What’s New in pandas 3.0: Expressions, Copy-on-Write, and Faster Strings

January 10, 2026

What’s New in pandas 3.0: Expressions, Copy-on-Write, and Faster Strings

Introduction
Setup
Cleaner Column Operations with pd.col
Copy-on-Write Is Now the Default
A Dedicated String Dtype
Final Thoughts

Introduction

pandas 3.0 brings some of the most significant changes to the library in years. This article covers:

pd.col expressions: Cleaner column operations without lambdas
Copy-on-Write: Predictable copy behavior by default
PyArrow-backed strings: Faster operations and better type safety

💻 Get the Code: Open the notebook in Google Colab to run it in your browser, or grab the source from GitHub.

Stay Current with CodeCut

Easy-to-digest articles on Python, AI, and open-source tools. Delivered twice a week.

Setup

pandas 3.0 requires Python 3.11 or higher. Install it with:

pip install --upgrade pandas

To test these features before upgrading, enable them in pandas 2.3:

pd.options.future.infer_string = True
pd.options.mode.copy_on_write = True

Cleaner Column Operations with pd.col

The Traditional Approaches

If you’ve ever had to modify an existing column or create a new one, you may be used to one of these approaches.
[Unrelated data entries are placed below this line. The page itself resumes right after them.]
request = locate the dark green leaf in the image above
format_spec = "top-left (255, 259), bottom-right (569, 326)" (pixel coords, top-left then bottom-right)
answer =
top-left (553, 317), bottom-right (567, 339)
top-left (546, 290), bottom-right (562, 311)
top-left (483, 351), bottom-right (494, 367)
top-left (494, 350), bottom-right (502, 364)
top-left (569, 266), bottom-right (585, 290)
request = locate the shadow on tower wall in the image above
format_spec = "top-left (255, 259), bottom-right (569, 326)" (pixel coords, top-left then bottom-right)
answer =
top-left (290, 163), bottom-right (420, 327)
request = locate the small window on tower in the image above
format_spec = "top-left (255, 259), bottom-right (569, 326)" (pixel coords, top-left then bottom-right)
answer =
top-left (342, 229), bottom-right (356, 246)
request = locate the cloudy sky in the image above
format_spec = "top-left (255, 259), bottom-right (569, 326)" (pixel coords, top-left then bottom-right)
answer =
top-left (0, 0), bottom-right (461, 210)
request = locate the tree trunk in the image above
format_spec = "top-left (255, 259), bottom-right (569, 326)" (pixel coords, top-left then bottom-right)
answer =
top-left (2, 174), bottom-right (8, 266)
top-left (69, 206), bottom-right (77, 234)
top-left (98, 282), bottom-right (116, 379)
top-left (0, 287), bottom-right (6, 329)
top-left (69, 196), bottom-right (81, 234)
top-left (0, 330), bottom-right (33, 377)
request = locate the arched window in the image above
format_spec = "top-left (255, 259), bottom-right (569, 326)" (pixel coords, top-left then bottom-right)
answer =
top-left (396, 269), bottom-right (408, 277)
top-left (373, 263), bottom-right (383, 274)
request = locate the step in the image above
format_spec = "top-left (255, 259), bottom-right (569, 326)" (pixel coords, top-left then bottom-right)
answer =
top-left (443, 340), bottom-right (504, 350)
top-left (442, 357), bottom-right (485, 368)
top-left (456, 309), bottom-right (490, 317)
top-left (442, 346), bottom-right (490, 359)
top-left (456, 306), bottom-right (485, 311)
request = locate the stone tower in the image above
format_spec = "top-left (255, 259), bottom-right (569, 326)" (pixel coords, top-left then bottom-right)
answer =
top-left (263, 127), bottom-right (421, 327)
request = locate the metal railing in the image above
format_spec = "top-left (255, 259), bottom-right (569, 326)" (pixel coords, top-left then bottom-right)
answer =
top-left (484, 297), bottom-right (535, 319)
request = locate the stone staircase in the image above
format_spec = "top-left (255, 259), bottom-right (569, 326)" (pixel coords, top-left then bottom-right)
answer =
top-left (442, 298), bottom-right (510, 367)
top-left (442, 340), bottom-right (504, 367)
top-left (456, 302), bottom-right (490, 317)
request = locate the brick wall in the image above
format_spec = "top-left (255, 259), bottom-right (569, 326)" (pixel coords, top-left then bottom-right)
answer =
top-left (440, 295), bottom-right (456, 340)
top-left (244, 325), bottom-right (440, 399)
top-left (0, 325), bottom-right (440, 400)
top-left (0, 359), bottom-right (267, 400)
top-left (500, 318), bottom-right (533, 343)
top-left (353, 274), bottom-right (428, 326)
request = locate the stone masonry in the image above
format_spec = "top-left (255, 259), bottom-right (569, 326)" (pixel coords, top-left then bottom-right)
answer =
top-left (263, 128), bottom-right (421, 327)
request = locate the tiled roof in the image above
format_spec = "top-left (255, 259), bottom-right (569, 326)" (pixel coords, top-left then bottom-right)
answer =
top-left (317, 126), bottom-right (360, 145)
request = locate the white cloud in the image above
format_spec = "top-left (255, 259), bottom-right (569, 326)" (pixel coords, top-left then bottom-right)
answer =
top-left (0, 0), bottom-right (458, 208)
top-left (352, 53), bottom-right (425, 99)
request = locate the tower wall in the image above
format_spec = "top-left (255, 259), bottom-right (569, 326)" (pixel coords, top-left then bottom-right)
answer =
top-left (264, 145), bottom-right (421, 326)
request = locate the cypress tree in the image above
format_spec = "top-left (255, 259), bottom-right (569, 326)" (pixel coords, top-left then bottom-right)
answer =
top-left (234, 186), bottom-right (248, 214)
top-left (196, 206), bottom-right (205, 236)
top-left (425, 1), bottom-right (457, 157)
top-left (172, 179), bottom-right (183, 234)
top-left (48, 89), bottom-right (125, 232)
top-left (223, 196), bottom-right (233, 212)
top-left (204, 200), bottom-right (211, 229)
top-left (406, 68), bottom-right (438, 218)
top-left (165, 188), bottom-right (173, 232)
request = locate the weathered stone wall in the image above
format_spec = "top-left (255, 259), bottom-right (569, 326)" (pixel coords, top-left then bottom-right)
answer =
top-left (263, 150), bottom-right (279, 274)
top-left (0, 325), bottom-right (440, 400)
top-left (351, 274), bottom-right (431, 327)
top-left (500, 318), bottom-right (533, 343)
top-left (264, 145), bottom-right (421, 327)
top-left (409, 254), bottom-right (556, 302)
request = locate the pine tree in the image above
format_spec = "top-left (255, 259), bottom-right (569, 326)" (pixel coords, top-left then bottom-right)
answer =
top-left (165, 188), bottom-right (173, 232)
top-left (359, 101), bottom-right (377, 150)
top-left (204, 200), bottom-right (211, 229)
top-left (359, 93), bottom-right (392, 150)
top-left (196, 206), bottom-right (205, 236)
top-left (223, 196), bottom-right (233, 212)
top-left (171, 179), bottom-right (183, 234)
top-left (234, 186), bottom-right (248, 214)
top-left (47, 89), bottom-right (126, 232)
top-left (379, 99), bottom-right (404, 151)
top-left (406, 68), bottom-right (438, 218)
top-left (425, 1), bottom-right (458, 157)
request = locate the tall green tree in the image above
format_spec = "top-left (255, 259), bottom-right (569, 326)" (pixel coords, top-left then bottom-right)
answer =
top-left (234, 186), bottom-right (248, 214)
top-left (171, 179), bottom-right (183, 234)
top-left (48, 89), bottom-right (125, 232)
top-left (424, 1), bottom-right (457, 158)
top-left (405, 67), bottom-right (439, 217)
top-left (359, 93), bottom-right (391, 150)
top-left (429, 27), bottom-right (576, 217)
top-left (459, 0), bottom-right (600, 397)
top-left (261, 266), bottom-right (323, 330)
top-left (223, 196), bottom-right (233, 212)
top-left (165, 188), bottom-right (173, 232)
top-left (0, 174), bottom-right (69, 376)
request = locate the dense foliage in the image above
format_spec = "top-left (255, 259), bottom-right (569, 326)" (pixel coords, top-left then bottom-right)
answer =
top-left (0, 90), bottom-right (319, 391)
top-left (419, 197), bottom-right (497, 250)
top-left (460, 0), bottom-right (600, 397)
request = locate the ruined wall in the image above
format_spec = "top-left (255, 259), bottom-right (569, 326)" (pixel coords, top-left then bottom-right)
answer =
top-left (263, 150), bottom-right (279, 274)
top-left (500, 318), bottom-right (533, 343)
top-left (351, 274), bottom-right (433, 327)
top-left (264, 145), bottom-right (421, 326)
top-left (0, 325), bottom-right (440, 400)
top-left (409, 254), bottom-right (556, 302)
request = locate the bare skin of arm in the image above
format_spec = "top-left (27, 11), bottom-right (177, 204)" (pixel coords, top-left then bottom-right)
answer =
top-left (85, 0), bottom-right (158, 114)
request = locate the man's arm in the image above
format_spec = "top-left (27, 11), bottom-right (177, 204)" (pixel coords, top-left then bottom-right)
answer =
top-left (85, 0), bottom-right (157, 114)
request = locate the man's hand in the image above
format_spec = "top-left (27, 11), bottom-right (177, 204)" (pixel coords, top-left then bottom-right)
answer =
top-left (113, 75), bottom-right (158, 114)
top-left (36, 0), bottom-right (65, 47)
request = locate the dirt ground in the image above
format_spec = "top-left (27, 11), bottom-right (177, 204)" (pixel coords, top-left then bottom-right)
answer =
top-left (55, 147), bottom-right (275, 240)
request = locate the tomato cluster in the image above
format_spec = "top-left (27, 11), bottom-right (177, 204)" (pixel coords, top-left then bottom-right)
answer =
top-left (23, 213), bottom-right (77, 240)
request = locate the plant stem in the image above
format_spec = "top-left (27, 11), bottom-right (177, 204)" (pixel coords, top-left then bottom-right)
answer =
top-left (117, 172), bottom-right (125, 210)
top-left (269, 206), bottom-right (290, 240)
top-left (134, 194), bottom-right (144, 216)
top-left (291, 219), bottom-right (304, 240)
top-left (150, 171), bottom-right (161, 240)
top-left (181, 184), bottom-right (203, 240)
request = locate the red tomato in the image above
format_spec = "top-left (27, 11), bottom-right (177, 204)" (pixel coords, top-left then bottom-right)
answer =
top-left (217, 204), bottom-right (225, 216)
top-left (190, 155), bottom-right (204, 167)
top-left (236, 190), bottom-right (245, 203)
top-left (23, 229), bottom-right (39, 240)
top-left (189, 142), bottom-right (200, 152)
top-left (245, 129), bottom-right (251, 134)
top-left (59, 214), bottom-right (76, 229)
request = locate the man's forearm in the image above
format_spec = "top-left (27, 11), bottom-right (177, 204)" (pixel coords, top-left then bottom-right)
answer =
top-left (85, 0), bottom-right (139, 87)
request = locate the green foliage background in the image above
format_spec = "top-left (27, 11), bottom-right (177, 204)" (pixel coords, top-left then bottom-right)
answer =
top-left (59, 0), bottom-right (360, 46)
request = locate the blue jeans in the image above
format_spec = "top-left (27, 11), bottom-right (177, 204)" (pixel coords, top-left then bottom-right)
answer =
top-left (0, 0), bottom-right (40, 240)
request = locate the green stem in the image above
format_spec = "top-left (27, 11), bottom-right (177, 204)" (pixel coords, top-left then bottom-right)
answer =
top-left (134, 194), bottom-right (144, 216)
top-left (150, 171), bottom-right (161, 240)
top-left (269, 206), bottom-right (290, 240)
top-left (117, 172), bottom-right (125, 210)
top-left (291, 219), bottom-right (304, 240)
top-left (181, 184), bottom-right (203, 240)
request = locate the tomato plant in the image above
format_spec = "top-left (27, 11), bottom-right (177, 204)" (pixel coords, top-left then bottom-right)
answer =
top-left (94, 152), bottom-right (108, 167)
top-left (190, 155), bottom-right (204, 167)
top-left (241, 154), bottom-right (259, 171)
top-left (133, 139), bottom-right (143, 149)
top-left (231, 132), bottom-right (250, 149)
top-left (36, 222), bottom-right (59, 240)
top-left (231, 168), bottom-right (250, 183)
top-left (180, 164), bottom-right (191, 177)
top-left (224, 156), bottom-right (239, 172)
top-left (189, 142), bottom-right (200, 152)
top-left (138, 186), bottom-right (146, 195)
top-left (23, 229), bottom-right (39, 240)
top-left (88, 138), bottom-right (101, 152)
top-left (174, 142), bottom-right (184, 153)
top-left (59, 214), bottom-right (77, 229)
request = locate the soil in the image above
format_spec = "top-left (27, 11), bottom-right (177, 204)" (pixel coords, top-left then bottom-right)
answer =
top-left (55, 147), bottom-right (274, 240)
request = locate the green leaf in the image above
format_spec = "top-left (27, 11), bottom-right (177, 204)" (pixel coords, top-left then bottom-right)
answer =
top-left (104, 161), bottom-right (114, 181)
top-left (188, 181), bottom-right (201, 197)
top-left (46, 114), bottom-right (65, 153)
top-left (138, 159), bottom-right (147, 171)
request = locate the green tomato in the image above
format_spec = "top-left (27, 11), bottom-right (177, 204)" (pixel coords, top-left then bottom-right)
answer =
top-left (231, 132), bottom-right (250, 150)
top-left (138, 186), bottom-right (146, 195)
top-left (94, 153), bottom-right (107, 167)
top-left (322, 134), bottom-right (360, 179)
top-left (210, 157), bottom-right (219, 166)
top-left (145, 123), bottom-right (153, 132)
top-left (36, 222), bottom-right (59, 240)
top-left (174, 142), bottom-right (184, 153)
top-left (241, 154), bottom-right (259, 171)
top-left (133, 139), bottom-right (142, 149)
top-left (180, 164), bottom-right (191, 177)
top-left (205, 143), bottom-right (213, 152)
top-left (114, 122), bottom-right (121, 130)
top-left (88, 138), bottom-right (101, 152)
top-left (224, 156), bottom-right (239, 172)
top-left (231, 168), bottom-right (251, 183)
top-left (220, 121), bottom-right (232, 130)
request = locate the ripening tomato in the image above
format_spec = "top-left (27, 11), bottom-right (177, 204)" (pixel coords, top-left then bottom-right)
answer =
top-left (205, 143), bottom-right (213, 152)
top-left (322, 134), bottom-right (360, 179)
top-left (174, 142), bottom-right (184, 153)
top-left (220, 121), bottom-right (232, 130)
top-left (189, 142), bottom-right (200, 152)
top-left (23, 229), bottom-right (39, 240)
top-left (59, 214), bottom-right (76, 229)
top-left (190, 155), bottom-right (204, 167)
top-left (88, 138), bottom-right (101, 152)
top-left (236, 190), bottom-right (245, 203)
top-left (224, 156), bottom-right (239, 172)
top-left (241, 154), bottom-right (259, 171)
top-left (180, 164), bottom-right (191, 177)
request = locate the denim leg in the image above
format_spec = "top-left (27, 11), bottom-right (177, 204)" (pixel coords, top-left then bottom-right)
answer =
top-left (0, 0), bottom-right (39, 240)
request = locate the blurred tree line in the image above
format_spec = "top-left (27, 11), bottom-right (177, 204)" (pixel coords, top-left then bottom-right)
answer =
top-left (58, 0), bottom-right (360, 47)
Square-bracket notation is the most common way to add a column. You reference the new column name and assign the result:

import pandas as pd

df = pd.DataFrame({"temp_c": [0, 20, 30, 100]})
df['temp_f'] = df['temp_c'] * 9/5 + 32
df

	temp_c	temp_f
0	0	32.0
1	20	68.0
2	30	86.0
3	100	212.0

This overwrites your original DataFrame, which means you can’t compare before and after without first making a copy.

df_original = pd.DataFrame({"temp_c": [0, 20, 30]})
df_original['temp_f'] = df_original['temp_c'] * 9/5 + 32
# df_original is now modified - no way to see the original state
df_original

	temp_c	temp_f
0	0	32.0
1	20	68.0
2	30	86.0

It also doesn’t return anything, so you can’t chain it with other operations. Method-chaining lets you write df.assign(...).query(...).sort_values(...) in one expression instead of multiple separate statements.

df = pd.DataFrame({"temp_c": [0, 20, 30]})

# This doesn't work - square-bracket assignment returns None
# df['temp_f'] = df['temp_c'] * 9/5 + 32.query('temp_f > 50')

# You need separate statements instead
df['temp_f'] = df['temp_c'] * 9/5 + 32
df = df.query('temp_f > 50')
df

	temp_c	temp_f
1	20	68.0
2	30	86.0

Using assign solves the chaining problem by returning a new DataFrame instead of modifying in-place:

df = pd.DataFrame({"temp_c": [0, 20, 30, 100]})
df = (
    df.assign(temp_f=lambda x: x['temp_c'] * 9/5 + 32)
    .query('temp_f > 50')
)
df

	temp_c	temp_f
1	20	68.0
2	30	86.0
3	100	212.0

This works for chaining but relies on lambda functions. Lambda functions capture variables by reference, not by value, which can cause bugs:

df = pd.DataFrame({"x": [1, 2, 3]})
results = {}
for factor in [10, 20, 30]:
    results[f'x_times_{factor}'] = lambda df: df['x'] * factor

df = df.assign(**results)
df

	x	x_times_10	x_times_20	x_times_30
0	1	30	30	30
1	2	60	60	60
2	3	90	90	90

What went wrong: We expected x_times_10 to multiply by 10, x_times_20 by 20, and x_times_30 by 30. Instead, all three columns multiply by 30.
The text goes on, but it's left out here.